As I walked in for my vaccine a couple of months ago, I went through the motions of getting the temperature test, filling in the questionnaires and waiting in my seat until my turn was called. I had driven an hour to get to the center at Yale, and I was fascinated with the efficiency of the whole process and the number of people streaming in and out.
As I sat down with the nurse to get the shot, I felt the tears well up in my eyes and overflow onto my cheeks. The nurse looked at me and smile. She didn’t say anything but I knew this was something she was used to seeing. Why did I cry just getting a vaccine? Certainly not because it hurt. The feeling was purely emotional and to now put it into words is difficult. It was relief that the vaccine was finally here. It was overwhelming gratitude to these health workers and millions of others who have helped us all through the crisis. It was the feeling of being part of something so much bigger as we all showed up at our designated time, knowing how hard it had been for us at that time to actually get an appointment. It was the relative, contemplative quiet of the clinic as we all passed through the stations, until finally released to walk back to our cars and our lives.
Rarely has emotion caught me so off-guard, but it made me realize how much anxiety we have all learned to live with since the pandemic started. We have adapted in many ways, some good and some bad. Our families and children have learned to be together all the time, or apart all the time. There has been little back and forth during COVID, and each scenario brings its own challenges. Today I heard that Mr. and Mrs. Bill Gates are divorcing. So did pandemic claustrophobia play a role? Certainly, we have become more depressed during COVID.
Depression rates have risen 3 to 4 fold since before the pandemic. There are numerous articles about the physical and mental consequences of prolonged social isolation, and we are now starting to also see stories about resilience and how we will bounce back eventually. Regardless of how we will ultimately survive, the increased interest in mental reaches across the world.
With this backdrop, I was reading a travel magazine last weekend and learned a few things about how other countries deal with stress and wellness, even before the pandemic. I thought it was worth passing on. According to the Global Wellness Institute, the wellness industry is worth over $4 trillion, and still growing, especially in the areas of stress relief such as spa treatment, wellness tourism and wellness real estate.
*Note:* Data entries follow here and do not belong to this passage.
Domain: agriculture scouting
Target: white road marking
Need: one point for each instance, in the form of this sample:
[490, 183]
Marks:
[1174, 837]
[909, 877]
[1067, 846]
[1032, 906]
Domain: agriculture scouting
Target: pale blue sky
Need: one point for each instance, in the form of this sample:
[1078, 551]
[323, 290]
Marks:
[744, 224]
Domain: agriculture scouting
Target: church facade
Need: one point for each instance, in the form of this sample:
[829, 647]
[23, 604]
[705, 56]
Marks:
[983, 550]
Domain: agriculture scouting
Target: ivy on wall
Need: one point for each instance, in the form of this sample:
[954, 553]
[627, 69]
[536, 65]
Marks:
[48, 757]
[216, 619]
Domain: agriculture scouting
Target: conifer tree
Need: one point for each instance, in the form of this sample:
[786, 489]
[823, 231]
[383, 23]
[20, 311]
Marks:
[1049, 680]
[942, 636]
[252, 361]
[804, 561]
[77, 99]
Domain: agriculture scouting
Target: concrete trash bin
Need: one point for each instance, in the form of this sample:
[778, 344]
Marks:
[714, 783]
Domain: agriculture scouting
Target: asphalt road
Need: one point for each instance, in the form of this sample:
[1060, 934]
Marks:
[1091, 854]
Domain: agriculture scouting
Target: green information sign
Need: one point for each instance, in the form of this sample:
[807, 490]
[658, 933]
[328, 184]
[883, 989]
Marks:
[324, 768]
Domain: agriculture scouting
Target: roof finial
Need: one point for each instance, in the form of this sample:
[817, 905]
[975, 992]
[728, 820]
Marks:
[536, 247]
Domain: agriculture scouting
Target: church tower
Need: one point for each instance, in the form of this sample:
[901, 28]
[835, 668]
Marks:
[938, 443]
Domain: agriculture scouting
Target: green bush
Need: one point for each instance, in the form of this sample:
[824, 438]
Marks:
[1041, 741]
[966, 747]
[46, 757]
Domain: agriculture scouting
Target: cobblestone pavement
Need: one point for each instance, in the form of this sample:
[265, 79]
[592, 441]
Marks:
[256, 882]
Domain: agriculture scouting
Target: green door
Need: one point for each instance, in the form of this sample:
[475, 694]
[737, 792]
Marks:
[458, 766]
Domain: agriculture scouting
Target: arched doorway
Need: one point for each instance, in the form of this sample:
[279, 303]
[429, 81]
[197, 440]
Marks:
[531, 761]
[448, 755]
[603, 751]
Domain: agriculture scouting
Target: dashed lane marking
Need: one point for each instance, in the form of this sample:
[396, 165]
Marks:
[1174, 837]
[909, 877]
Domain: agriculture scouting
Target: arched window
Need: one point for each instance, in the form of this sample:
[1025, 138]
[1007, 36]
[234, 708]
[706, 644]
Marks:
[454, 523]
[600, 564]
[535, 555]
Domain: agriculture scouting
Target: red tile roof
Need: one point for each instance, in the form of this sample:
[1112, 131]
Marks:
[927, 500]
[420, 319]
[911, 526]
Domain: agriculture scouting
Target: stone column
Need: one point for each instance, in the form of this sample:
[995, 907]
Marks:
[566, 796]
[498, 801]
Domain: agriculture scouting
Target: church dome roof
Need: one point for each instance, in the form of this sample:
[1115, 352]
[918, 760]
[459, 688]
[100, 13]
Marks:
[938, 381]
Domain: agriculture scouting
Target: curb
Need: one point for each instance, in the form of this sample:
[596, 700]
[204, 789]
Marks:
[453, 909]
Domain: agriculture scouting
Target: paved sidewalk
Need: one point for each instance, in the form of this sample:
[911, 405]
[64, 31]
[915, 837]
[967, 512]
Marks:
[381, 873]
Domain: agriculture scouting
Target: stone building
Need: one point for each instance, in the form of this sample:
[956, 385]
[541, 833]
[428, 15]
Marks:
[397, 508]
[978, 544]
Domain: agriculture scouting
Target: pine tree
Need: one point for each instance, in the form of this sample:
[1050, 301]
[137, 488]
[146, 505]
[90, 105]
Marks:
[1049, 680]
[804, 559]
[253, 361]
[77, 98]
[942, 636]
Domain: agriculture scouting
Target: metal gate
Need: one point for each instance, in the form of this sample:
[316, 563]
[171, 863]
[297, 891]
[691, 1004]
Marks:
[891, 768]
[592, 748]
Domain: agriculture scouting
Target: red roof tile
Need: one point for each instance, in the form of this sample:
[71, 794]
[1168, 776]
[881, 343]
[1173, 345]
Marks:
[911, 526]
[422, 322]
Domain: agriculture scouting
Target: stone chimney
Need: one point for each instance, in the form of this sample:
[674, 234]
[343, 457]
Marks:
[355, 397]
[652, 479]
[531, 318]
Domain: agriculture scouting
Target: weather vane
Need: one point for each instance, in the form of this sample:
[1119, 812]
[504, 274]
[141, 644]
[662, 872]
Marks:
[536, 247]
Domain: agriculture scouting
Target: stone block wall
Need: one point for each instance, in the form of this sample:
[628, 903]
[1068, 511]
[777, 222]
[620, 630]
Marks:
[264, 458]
In Japan, the practice of “shinrin-yoku” is gaining popularity. This translates as forest-bathing which means getting out of the cities and walking in a densely wooded environment, enjoying nature without distraction. Sounds lovely. In South Korea, healing cafes are abundant with space being dedicated to recharging and rebalancing. Coffee shops are a popular spot for this, where coffee comes with ambient music, napping pods, and massages. Yes-sign me up for that!
In the UK, lockdown notwithstanding, cycling to the office has become a popular and stress-free way to avoid a congested daily commute. In India, sound bathing to the music of a Veena, a traditional Indian stringed instrument, is supposed to bring extreme calm and relaxation. Finally, in Switzerland where mindfulness, meditation and yoga are commonplace, a guided moving meditation process called sophrology is becoming popular. This practice unites breathing, movement, visualization, and meditation and is supposed to bring benefits with only 10 minutes per day.
In truth, I have no idea of the real health benefits of any of these practices. However, anything that gets us to stretch our bodies, relax our minds, and fill our lungs with good clean air, can’t be bad. It’s just a new way to stop and smell the roses, and never have we needed it more.